Isolation, identification, DNA extraction, genome sequencing, assembly and annotation

Shigella dysenteriae strain SD1D was isolated from stool sample of a healthy individual on March 19, 2013, using tryptic soya agar (TSA, HiMedia, India). Shigella dysenteriae strain SD1D was identified by 16S rRNA gene sequencing (1487 bp). Genomic DNA was extracted and amplification was performed using primers 27f (5′-AGAGTTTGATCCTGGCTCAG-3′) and 1500r (5′-AGAAAGGAGGTGATCCAGGC-3′). Agarose gel (1%) electrophoresis was used to separate amplified PCR fragment, which was subjected to gel elution and purification using QIAquick gel extraction kit (Qiagen). Further, four forward and three reverse primers were used for sequencing the purified PCR product. These were 27f (5′-AGAGTTTGATCCTGGCTCAG-3′), 357f (5′-CTCCTACGGGAGGCAGCAG-3′), 704f (5′-TAGCGGTGAAATGCGTAGA- 3′), 1114f (5′-GCAACGAGCGCAACC-3′), 685r (5′-TCTACGCATTTCACCGCTAC-3′), 1110r (5′-GGGTTGCGCTCGTTG-3′) and 1500r (5′-GAAAGGAGGTGATCCAGGC-3′) (Escherichia coli numbering system) [7]. Identification of phylogenetic neighbors and the calculation of pairwise 16S rRNA gene sequence similarities were achieved using the EzTaxon server [8] and aligned using MEGA version 5.0 [9]. Phylogenetic trees were constructed using the neighbor-joining as well as maximum parsimony algorithms. Bootstrap analysis was performed to evaluate the confidence limits of the branching. The genome of Shigella dysenteriae strain SD1D was sequenced using a standard run of Illumina HiSeq 1000 sequencing technology at c-CAMP, next generation genomic facility, Bengaluru, India (http://www.ccamp.res.in), which produced a total of 29, 186, 504 paired-end reads (paired distance (insert size) ~330 bp) of 101 bp. CLC Bio Workbench v6.0.4 (CLC Bio, Denmark) was employed for pre-processing the data to trim and remove low quality sequences. A total of 2, 90, 47, 554 high quality, vector filtered reads ~568X were used for assembly with CLC Bio Workbench (at word size of 45 and bubble size of 98. Function based comparative genomic analysis for Shigella dysenteriae strain SD1D, Shigella dysenteriae strain M131649, Shigella sonnei strain 53G, Shigella flexneri 2a strain 2457T and Shigella boydii strain BS512 was performed with the help of RAST (Rapid Annotation using Subsystem Technology) system. Final genome draft was employed for genome annotation using RAST server and RNAmmer 1.2 server [10, 11].

Quality assurance

Based on the 16S rRNA gene sequence, phylogenetic analysis, morphological and biochemical characterization, the strain SD1D was identified as Shigella dysenteriae. Cells of strain SD1D were Gram-negative rods, facultative anaerobes; positive for uitilization of D-fructose, L-rhamnose, sodium citrate, maltose, D-sorbitol and negative for adonitol, cellobiose, gentibiose and raffinose; positive for oxidase production and tween 80 hydrolysis.

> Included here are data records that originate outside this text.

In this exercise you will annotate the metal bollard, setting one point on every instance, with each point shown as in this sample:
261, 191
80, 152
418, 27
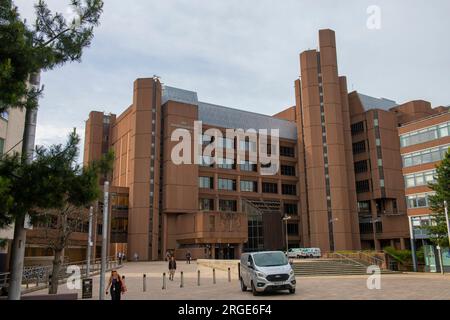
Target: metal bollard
164, 281
144, 283
239, 270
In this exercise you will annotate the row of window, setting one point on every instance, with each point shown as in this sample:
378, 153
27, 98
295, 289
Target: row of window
420, 179
425, 156
246, 186
207, 204
245, 145
418, 200
424, 135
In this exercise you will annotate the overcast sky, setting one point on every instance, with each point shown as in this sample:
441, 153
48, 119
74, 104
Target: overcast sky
244, 54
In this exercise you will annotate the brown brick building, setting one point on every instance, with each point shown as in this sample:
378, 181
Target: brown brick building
340, 176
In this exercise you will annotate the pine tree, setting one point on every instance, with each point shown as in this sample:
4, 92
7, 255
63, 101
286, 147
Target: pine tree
438, 228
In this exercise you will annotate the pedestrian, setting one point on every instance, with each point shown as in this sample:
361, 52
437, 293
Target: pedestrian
172, 268
188, 257
116, 285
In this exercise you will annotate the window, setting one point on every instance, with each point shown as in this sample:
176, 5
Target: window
228, 205
363, 206
4, 115
359, 147
248, 166
249, 186
361, 166
288, 171
206, 204
418, 200
269, 187
290, 209
207, 161
225, 164
424, 135
362, 186
420, 179
226, 143
425, 156
289, 189
293, 229
227, 184
357, 128
212, 223
287, 152
247, 145
206, 182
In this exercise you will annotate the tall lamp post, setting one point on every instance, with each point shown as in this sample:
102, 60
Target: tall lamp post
104, 241
286, 218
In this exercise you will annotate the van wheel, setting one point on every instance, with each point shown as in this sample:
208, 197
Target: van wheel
243, 286
255, 293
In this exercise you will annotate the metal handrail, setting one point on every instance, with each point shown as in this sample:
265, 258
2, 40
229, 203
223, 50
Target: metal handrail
40, 276
345, 258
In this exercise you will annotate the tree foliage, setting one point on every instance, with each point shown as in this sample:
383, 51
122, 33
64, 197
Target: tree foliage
50, 42
438, 228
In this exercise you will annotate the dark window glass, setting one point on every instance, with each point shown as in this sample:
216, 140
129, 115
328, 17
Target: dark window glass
228, 205
288, 171
363, 186
359, 147
357, 128
361, 166
289, 189
287, 152
269, 187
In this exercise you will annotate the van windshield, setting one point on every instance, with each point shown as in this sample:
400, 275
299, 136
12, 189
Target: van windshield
270, 259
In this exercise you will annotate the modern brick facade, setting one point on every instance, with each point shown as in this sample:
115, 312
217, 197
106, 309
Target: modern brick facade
341, 178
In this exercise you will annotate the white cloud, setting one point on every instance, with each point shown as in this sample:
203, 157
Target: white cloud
245, 53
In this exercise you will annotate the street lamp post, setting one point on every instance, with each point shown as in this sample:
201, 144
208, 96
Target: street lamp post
286, 219
104, 241
88, 258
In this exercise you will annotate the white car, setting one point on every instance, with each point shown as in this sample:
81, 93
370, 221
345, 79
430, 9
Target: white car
295, 253
305, 253
266, 271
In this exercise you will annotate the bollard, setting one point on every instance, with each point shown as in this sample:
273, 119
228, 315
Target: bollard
164, 281
239, 270
144, 283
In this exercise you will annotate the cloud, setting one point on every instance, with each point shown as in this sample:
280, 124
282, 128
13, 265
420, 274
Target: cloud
245, 53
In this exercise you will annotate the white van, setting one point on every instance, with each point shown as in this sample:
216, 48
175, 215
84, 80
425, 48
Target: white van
266, 271
311, 253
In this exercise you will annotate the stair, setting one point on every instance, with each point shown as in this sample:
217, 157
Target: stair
331, 267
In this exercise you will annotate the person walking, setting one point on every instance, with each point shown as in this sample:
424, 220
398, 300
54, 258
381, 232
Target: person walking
188, 257
172, 268
116, 285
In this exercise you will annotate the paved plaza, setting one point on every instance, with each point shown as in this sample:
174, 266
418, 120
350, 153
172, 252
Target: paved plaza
401, 286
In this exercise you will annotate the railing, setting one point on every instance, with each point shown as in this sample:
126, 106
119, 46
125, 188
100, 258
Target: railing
362, 256
39, 277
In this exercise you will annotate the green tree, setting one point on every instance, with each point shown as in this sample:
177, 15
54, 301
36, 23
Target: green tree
438, 228
51, 42
69, 189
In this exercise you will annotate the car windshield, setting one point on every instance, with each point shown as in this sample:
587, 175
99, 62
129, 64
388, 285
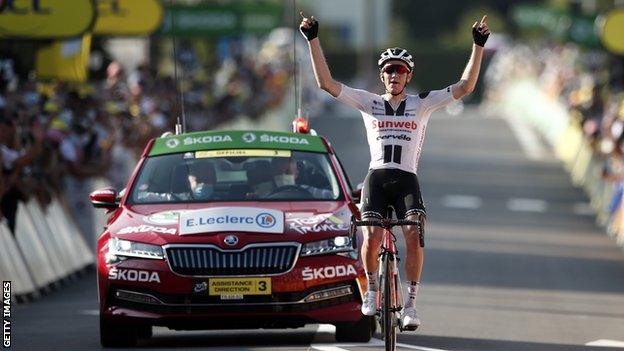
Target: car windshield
236, 175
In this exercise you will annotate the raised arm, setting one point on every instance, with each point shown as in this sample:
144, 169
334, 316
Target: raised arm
309, 29
468, 81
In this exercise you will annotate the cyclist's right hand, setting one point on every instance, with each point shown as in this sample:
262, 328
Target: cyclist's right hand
308, 26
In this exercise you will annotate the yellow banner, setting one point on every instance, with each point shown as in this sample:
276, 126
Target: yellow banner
128, 17
242, 153
239, 286
46, 19
612, 31
65, 60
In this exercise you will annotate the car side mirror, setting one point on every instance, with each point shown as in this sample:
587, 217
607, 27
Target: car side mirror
104, 198
357, 193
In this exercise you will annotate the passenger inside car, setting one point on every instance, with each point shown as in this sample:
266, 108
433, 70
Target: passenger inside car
285, 181
202, 178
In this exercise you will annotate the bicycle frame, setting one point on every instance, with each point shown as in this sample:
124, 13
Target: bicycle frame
389, 277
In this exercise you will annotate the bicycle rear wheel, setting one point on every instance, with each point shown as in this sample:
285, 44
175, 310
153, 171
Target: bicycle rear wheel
388, 316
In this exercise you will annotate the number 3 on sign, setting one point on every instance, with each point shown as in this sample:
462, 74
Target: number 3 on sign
392, 153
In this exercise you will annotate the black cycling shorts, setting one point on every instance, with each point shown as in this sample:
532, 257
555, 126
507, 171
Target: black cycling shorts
391, 187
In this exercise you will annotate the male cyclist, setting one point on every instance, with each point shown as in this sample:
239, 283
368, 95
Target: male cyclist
395, 125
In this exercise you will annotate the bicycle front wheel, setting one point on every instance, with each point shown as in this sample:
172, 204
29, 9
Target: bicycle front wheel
389, 320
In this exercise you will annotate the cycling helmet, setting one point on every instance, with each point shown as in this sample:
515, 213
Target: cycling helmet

To assess the purity of strain SD1D, the 16S rRNA gene sequence of strain SD1D was aligned with sequences of other members of genus Shigella retrieved from EzTaxon data base. The strain SD1D showed highest degree of similarity with Shigella dysenteriae strain ATCC 13313T (100%) followed by Shigella flexneri strain ATCC 29903T (99.13%), Shigella sonnei strain GTC 781T (98.98%) and Shigella boydii strain GTC 779T (98.58%). Also the phylogenetic analyses using neighbor-joining, maximum parsimony and maximum likelihood algorithm revealed that the strain SD1D formed a separate branch within the lineage that included Shigella dysenteriae (Figure 1).

Figure 1
figure 1

Phylogenetic tree using ‘neighbor-joining’ algorithm on 16S rRNA gene sequences showing the relationship between Shigella dysenteriae strain SD1D and related members of the genus Shigella. Escherichia coli ATCC 11775T (X80725) was used as an out-group. Bootstrap values (expressed as percentages of 100 replications) greater than 50% are given at nodes. Filled circles indicate that corresponding nodes were also recovered in the tree constructed with maximum parsimony and maximum likelihood. GenBank accession numbers are given in parentheses.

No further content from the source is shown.